Tuesday, 11 February 2025

Saincheisteanna Tráthúla - Topical Issue Debate

Early Childhood Care and Education

9:15 am

Photo of Marie SherlockMarie Sherlock (Dublin Central, Labour) | Oireachtas source

I start by offering my support to all those providing an early years service in this country. I pay tribute to all those staff and providers who go in day in, day out to do their very best for the families they look after. I am conscious that there are huge frustrations in the sector about core funding, wages and bureaucracy. Many service providers tell me they are running unviable services. Despite all these issues, they go in and provide a brilliant and much-needed service across every community in this country.

I raise the issue here of services that are experiencing difficult and specifically the powers of intervention and the resources to be made available by the Department of children to those services. We know that €331 million is being spent by the State in this year alone in core funding across almost 4,200 early years services. There is an unprecedented €1.37 billion in total funding to the sector this year. Despite this badly needed money, I have come to believe that the Department of children has far too little oversight over the governance structures of the early years services it funds. By extension, it is a shocking indictment of the Department that no powers of intervention exist when a service finds itself in difficulty.

I am currently witnessing a situation in Dublin 7, where a preschool service has announced the closure of an ECCE session with just eight days notice to parents and staff. There is a whole series of issues with regard to the notice. It should have been 30 days but because there is a whole range of sensitivities around the issue - I am not going to name the service - thankfully a two-week extension has been granted. The crucial point here is that if a closure of an ECCE service or session is announced, Pobal and the Department are effectively left powerless to act. They can offer supports and there is a sustainability fund in place, but at the end of the day if the management of a service decides to close, the State can do nothing to intervene. To me, that is not good enough. If a primary school or a secondary school gets into difficulty, there are very clear powers conveyed by the State to intervene. The State recognises the crucial importance of continued provision of primary and secondary education, but for early years services there is nothing.

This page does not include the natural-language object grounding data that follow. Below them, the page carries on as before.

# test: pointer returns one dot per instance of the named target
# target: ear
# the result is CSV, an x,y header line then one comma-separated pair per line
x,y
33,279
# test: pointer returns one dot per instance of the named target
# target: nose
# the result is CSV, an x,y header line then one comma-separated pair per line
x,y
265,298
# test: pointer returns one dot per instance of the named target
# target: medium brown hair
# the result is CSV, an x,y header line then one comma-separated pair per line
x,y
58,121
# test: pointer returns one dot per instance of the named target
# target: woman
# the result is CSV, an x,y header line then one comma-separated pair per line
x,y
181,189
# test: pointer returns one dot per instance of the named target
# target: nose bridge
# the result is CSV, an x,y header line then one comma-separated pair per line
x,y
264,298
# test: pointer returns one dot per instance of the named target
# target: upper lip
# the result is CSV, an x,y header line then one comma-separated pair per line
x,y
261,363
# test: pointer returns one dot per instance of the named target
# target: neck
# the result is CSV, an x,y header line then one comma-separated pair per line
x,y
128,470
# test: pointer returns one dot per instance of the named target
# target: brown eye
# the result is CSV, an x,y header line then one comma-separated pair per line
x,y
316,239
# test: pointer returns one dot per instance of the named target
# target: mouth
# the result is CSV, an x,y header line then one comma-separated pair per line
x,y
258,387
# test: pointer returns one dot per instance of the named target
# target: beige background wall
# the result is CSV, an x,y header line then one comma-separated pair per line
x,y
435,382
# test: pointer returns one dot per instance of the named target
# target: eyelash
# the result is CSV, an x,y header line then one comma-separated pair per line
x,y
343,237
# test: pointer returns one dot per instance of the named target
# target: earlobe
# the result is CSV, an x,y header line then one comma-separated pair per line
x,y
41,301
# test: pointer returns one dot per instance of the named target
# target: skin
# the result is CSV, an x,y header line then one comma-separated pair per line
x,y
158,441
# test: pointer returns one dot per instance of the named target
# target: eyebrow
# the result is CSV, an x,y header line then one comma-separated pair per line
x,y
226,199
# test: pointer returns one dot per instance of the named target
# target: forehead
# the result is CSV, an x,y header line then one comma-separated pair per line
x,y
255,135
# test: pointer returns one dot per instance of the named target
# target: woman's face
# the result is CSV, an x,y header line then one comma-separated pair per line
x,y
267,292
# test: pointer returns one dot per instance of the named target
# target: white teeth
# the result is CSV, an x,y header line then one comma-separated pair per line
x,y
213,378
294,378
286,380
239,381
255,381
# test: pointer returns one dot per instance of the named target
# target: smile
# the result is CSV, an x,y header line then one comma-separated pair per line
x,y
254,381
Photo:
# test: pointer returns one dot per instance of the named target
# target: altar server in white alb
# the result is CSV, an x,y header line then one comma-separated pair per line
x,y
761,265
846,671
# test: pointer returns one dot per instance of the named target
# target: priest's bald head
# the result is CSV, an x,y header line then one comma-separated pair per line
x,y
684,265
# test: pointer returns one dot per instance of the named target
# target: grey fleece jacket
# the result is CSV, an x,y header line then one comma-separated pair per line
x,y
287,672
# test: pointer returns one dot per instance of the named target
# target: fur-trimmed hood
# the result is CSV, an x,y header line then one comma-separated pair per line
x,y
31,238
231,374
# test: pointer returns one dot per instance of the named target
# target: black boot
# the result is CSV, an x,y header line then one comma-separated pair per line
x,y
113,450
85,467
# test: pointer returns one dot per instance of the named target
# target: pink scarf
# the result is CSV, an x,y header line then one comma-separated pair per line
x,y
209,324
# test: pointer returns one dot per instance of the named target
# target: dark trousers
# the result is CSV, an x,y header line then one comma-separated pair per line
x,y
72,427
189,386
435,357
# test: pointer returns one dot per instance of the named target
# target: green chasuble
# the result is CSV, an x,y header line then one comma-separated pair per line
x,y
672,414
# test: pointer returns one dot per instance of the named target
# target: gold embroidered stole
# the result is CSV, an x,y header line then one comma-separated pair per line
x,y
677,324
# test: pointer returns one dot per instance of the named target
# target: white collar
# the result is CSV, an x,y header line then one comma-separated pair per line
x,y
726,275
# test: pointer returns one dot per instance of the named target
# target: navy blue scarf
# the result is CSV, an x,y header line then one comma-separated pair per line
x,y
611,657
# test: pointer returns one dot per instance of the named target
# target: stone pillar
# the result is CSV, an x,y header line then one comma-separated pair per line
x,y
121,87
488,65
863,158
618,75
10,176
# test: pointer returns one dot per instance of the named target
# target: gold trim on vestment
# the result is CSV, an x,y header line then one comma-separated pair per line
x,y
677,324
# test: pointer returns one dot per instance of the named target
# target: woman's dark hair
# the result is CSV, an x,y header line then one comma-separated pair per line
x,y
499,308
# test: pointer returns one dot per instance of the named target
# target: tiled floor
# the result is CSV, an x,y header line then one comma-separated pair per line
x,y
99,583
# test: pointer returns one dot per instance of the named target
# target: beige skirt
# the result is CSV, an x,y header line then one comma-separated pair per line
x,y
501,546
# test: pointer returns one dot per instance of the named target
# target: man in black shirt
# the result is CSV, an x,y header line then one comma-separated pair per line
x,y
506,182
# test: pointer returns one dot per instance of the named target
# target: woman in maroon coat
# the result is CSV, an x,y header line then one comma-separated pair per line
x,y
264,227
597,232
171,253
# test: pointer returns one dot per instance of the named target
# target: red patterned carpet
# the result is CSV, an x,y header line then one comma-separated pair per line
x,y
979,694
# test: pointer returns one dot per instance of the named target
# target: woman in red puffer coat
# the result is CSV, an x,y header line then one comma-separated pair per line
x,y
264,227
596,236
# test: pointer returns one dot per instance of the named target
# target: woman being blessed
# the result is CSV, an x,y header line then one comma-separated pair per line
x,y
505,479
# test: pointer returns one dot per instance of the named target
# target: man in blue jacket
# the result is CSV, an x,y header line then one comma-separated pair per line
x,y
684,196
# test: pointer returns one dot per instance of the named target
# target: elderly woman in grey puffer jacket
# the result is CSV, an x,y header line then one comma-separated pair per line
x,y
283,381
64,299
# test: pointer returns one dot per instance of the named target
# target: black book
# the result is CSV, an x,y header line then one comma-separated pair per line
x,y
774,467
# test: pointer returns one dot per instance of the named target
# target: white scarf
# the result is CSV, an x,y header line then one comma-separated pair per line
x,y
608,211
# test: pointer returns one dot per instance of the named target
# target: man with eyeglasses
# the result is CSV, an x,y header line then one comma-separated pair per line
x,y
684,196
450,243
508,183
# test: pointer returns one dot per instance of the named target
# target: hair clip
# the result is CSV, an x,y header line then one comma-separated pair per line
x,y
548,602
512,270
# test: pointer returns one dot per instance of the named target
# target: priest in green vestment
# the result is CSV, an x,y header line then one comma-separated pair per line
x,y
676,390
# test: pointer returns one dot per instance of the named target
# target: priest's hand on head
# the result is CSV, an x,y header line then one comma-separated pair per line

The First 5 strategy document for babies and young children is a wonderful Government strategy that is full of ambition. Objective 8 is dedicated to children having access to safe, high-quality developmentally appropriate integrated early learning and care, but where is the real commitment by the Department to these children if it is prepared to allow children go without a vital ECCE service for weeks or months at what is a vital time in their lives? The implication here is that if a service closes for whatever reason, there is no immediate replacement. We know from talking to Pobal that at a bare minimum, even if a new service comes into an existing premises, we are looking at about six months before that service can reopen. That is unacceptable. Of course Tusla has to be engaged in a very detailed registration process. There are of course high standards for every early years service.

The reality then is that a community can be left without a service. The context here is that Stoneybatter suffered a loss of 105 preschool places in just a 12-month period. We have not seen the replacement of those places in the area. Indeed, those losses happened because of the actions of the former Department of the current Minister for children. A diktat from the Department of Education meant the licences of early years services within primary schools had to be terminated. In one instance, a room was left empty for eight months. I look forward to the response from the Minister of State, but I hope there will be some progress in terms of an intervention.